Homeostasis, how we cling to it. Defined by Websters as a noun, "a relatively stable state of equilibrium or a tendency toward such a state between the different but interdependent elements or groups of elements of an organism, population, or group"
Homeostasis is one reason why it is hard to lose weight, stop smoking, get your finances back in order, figure out a marriage, change from meat eating to veganism while in a relationship with a meat eater and more. We like things to stay they way they are, even if the way things are doesn't really work. The pain of the known is often so much more comfortable than the pain of change, of exposure, of the unknown.
And that's just you on your own trying to change. Imagine when it's a system of two or more people.
Like...say you are in a long term partnership and both of you are a little overweight and out of shape. You all joke about it, talk about change, but usually do the same daily routines. You decide affirmatively to lose weight and start eating very healthy and get up at 5 am to go running. Your partner, who may have been excited in theory, complains about the early hours. Or decides to take up baking. Or wants to celebrate at your favorite bars (that don't really serve your newly found diet food).

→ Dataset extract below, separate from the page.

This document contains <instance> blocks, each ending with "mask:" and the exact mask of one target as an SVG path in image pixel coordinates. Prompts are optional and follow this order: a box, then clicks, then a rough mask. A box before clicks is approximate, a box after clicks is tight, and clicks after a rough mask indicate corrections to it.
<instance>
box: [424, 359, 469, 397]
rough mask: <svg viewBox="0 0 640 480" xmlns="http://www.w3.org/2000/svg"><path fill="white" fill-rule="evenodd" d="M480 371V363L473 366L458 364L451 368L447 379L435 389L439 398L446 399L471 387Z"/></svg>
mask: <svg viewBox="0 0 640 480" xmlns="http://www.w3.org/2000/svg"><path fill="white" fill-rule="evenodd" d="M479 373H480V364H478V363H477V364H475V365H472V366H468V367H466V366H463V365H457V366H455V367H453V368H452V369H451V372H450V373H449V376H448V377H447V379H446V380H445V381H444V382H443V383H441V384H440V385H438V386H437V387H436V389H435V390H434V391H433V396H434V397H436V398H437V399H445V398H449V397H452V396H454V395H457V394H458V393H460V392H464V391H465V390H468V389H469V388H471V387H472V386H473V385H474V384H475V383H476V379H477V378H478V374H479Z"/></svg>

Your partner/family might be balking for various reasons. 1) fear you are gonna get all "hot" and leave. 2) Pressure to also get up in the morning and run. 3) the kids are annoyed at the new food in their lives. All of these deserve examination.
A lot of fear is bound up in attachment. YOU WILL LEAVE ME! MOM IS CRAZY!
It doesn't have to just do with weight, of course. Stopping smoking or say...taking up a new hobby...like maybe all you do with your partner is watch tv and then he starts taking karate/improv/art/wine-tasting classes. He's out a lot. He has new friends. He wants to hang out with them. You resist, for no apparent reason. You feel jealous maybe. He likes them more! YOU WILL LEAVE ME! I WILL HAVE TO TAKE KARATE AND DRINK MERLOT!
Thing is, you are seeing your partner as HIMSELF. Not your partner as the other half of you, some sort of mergedglombedupUSNESS, but your partner as separate, different, alive and singular. And seeing a person without you, in their realness and in their notpartofyou-ness...well that can be scary on a number of levels.
For one thing it makes you look at you as YOU. And it's always so much easier not to do that right? ;) So if he is HIM where does that leave YOU? Not in the USALLTHETIME with your problems that work. The problems that are comfortable and easy.
Sometimes both people will figure it out. Re-balance. Both people will take up running. Or the other partner will also get a hobby. After a few weeks or months of fighting and figuring out.....Sometimes the old balances remains. Or sometimes a new homeostasis is created. Sometimes people break up instead.
Other times, the change is so significant...like sobriety, like open marriage, like illness, like a radical job change, death or such, real cracks in the firmament of the partnership can be shown in a clear light. The job change doesn't change the marriage so much as it exposes the problems that were happily hidden within the homeostatic system. If the real problems (problems that worked while the original system was in place) are truly deal breakers, only hidden for years...the exposure of them due to the new change can be fatal to the system. Or life threatening at least.
People will blame the "new thing" for the failure of a marriage. Maybe it's a factor, but maybe it also just exposed issues. Getting clean or stopping hoarding or getting treatment for depression, or having an ill parent live with you, or graduating, or open marriage....all those things change the landscape, expose the issues.
Thus counseling is important. Because sometimes the new firmament is amazing afterward. Even if you both wind up separate. Even if you both wind up together.
And while of course constant chaos and change isn't a good thing (though if it's constant perhaps that in and of itself is a kind of homeostatic system....), I think it's much more important to live that examined life. To risk vulnerability and pain and fear rather than sink into a dysfunctional inertia. Change happens. How we respond to it (hopefully with courage and compassion for ourselves and our partners, work mates and families) is the most important thing of all.